We found that the combination of topical calcipotriene with PUVA-bath therapy was more effective and cleared psoriatric plaques more rapidly than PUVA-bath therapy alone. Patients treated with combination therapy needed fewer irradiation sessions than those receiving PUVA-bath monotherapy. Therefore, cumulative UV-A doses needed for complete clearance were significantly lower.

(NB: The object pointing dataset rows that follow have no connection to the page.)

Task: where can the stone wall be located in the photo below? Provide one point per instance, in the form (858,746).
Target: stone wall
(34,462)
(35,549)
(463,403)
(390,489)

The major long-term risk of photochemotherapy is the development of cutaneous malignancies. Little is known about the long-term risks of PUVA-bath therapy using methoxsalen as a photosensitizing agent. Lindelöf et al⁵ analyzed the relative risk of skin cancer in patients with psoriasis treated with different modes of PUVA therapy and found an increased frequency of skin cancer in patients treated with oral PUVA therapy vs patients treated with PUVA-bath therapy. However, in these studies trioxsalen was used for PUVA-bath therapy. Long-term data on the relative risk of skin cancer in patients treated with methoxsalen bath are not available. Thus, if a therapeutic agent used in combination with PUVA-bath therapy reduces the UV-A dose required for clearance of psoriasis, the long-term risk of cutaneous malignancy may be reduced. In addition, an improved response to combination treatment might benefit those patients whose lesions fail to clear with PUVA-bath therapy alone.